Evidence that IP3 and Ryanodine-sensitive Intra-cellular Ca2+ Stores are not Involved in Acute Hyposmotically-Induced Prolactin Release in Tilapia

Abstract

Prolactin (PRL) cells from the euryhaline tilapia, Oreochromis mossambicus, behave like osmoreceptors by responding directly to reductions in medium osmolality with increased secretion of the osmoregulatory hormone PRL. Extracellular Ca²⁺ is essential for the transduction of a hyposmotic stimulus into PRL release. In the current study, the presence and possible role of intracellular Ca²⁺ stores during hyposmotic stimulation was investigated using pharmacological approaches. Changes in intracellular Ca²⁺ concentration were measured with fura-2 in isolated PRL cells. Intracellular Ca²⁺ stores were depleted in dispersed PRL cells with thapsigargin (1 µM) or cyclopiazonic acid (CPA, 10 µM). Pre-incubation with thapsigargin prevented the rise in [Ca²⁺]_i induced by lysophosphatidic acid (LPA, 1 µM), an activator of the IP₃ signalling cascade, but did not prevent the hyposmotically-induced rise in [Ca²⁺]_i in medium with normal [Ca²⁺] (2mM). Pre-treatment with CPA produced similar results. Prolactin release from dispersed cells followed a pattern that paralleled observed changes in [Ca²⁺]_i. CPA inhibited LPA-induced prolactin release but not hyposmotically-induced release. Xestospongin C (1µM), an inhibitor of IP₃ receptors, had no effect on hyposmotically-induced PRL release.

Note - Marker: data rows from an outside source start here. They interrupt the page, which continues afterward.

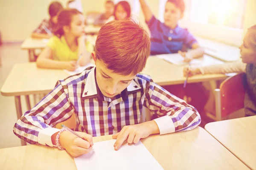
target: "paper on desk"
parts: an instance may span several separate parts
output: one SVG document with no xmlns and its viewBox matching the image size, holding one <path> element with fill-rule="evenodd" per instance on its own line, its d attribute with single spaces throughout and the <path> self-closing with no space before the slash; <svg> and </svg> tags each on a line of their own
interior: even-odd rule
<svg viewBox="0 0 256 170">
<path fill-rule="evenodd" d="M 48 42 L 49 41 L 49 39 L 47 39 L 45 38 L 43 39 L 43 42 Z"/>
<path fill-rule="evenodd" d="M 77 170 L 163 170 L 140 142 L 127 143 L 117 151 L 114 150 L 115 142 L 95 143 L 90 153 L 74 158 Z"/>
<path fill-rule="evenodd" d="M 90 63 L 85 65 L 84 66 L 79 67 L 77 68 L 76 68 L 76 70 L 74 71 L 70 71 L 67 70 L 64 70 L 64 71 L 66 73 L 68 73 L 69 75 L 72 75 L 77 74 L 78 73 L 81 73 L 84 70 L 84 69 L 85 69 L 85 68 L 87 68 L 87 67 L 94 67 L 95 66 L 95 65 L 94 65 L 94 64 Z"/>
<path fill-rule="evenodd" d="M 189 64 L 188 62 L 185 62 L 183 61 L 184 58 L 178 53 L 157 55 L 157 57 L 176 65 L 182 65 Z M 203 62 L 198 59 L 193 59 L 190 62 L 191 65 L 198 65 L 202 64 Z"/>
</svg>

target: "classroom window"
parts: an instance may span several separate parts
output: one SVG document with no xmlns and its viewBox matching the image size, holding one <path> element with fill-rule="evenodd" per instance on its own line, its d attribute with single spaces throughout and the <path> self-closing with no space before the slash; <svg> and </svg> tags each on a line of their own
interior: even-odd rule
<svg viewBox="0 0 256 170">
<path fill-rule="evenodd" d="M 238 46 L 242 40 L 247 0 L 184 0 L 180 25 L 195 35 Z M 159 18 L 163 22 L 166 0 L 160 0 Z"/>
<path fill-rule="evenodd" d="M 191 0 L 191 22 L 243 29 L 246 0 Z"/>
</svg>

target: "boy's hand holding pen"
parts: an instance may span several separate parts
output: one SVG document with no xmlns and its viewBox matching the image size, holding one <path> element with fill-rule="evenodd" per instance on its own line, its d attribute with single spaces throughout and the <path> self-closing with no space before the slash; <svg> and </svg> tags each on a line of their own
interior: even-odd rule
<svg viewBox="0 0 256 170">
<path fill-rule="evenodd" d="M 73 157 L 79 156 L 90 152 L 93 145 L 93 136 L 85 133 L 74 132 L 62 125 L 66 130 L 61 133 L 60 144 Z"/>
</svg>

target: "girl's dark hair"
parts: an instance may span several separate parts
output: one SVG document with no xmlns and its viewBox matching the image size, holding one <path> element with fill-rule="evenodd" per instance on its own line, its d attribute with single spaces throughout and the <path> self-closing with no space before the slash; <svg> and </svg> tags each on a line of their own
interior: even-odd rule
<svg viewBox="0 0 256 170">
<path fill-rule="evenodd" d="M 131 6 L 130 4 L 127 1 L 121 1 L 119 2 L 115 6 L 115 10 L 114 11 L 114 16 L 115 16 L 115 20 L 117 20 L 116 16 L 116 8 L 119 5 L 120 5 L 125 9 L 125 11 L 127 13 L 127 18 L 129 18 L 131 16 Z"/>
<path fill-rule="evenodd" d="M 63 27 L 70 25 L 72 17 L 78 14 L 82 14 L 76 9 L 64 9 L 58 14 L 58 21 L 53 30 L 53 34 L 59 37 L 64 35 Z"/>
<path fill-rule="evenodd" d="M 58 14 L 58 12 L 63 9 L 61 4 L 58 1 L 52 2 L 48 8 L 48 12 L 50 17 L 52 18 Z"/>
</svg>

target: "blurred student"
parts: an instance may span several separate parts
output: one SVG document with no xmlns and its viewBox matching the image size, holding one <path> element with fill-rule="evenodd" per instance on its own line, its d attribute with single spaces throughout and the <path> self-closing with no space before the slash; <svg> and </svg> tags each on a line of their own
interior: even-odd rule
<svg viewBox="0 0 256 170">
<path fill-rule="evenodd" d="M 119 2 L 115 6 L 114 15 L 111 17 L 107 23 L 113 20 L 124 20 L 131 17 L 131 6 L 125 1 Z"/>
<path fill-rule="evenodd" d="M 38 67 L 73 71 L 90 62 L 93 47 L 85 41 L 84 16 L 76 9 L 63 9 L 58 15 L 54 36 L 37 60 Z"/>
<path fill-rule="evenodd" d="M 108 20 L 113 15 L 114 8 L 115 4 L 113 1 L 107 0 L 105 2 L 105 12 L 101 14 L 95 20 L 94 25 L 102 26 L 106 23 Z"/>
<path fill-rule="evenodd" d="M 256 25 L 249 28 L 239 47 L 242 60 L 207 67 L 184 68 L 185 76 L 199 74 L 245 72 L 247 80 L 244 97 L 246 116 L 256 115 Z M 232 102 L 230 101 L 230 102 Z"/>
<path fill-rule="evenodd" d="M 151 55 L 179 53 L 186 62 L 203 56 L 204 49 L 195 38 L 186 29 L 178 24 L 184 15 L 183 0 L 167 0 L 163 23 L 154 15 L 145 0 L 140 0 L 140 2 L 151 33 Z M 186 52 L 186 48 L 191 50 Z"/>
<path fill-rule="evenodd" d="M 63 8 L 61 4 L 58 2 L 54 1 L 51 3 L 48 9 L 50 19 L 44 19 L 39 26 L 35 30 L 31 37 L 35 38 L 49 38 L 53 34 L 53 28 L 57 23 L 57 15 Z"/>
</svg>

Pre-exposure to caffeine (10mM) or ryanodine (1µM) did not prevent a hyposmotically-induced rise in [Ca²⁺]_i. Taken together these results indicate the presence of IP₃ and ryanodine-sensitive Ca²⁺ stores in tilapia PRL cells. However, the rapid rise in intracellular [Ca²⁺] needed for acute PRL release in response to hyposmotic medium can occur independently of these intracellular Ca²⁺ stores.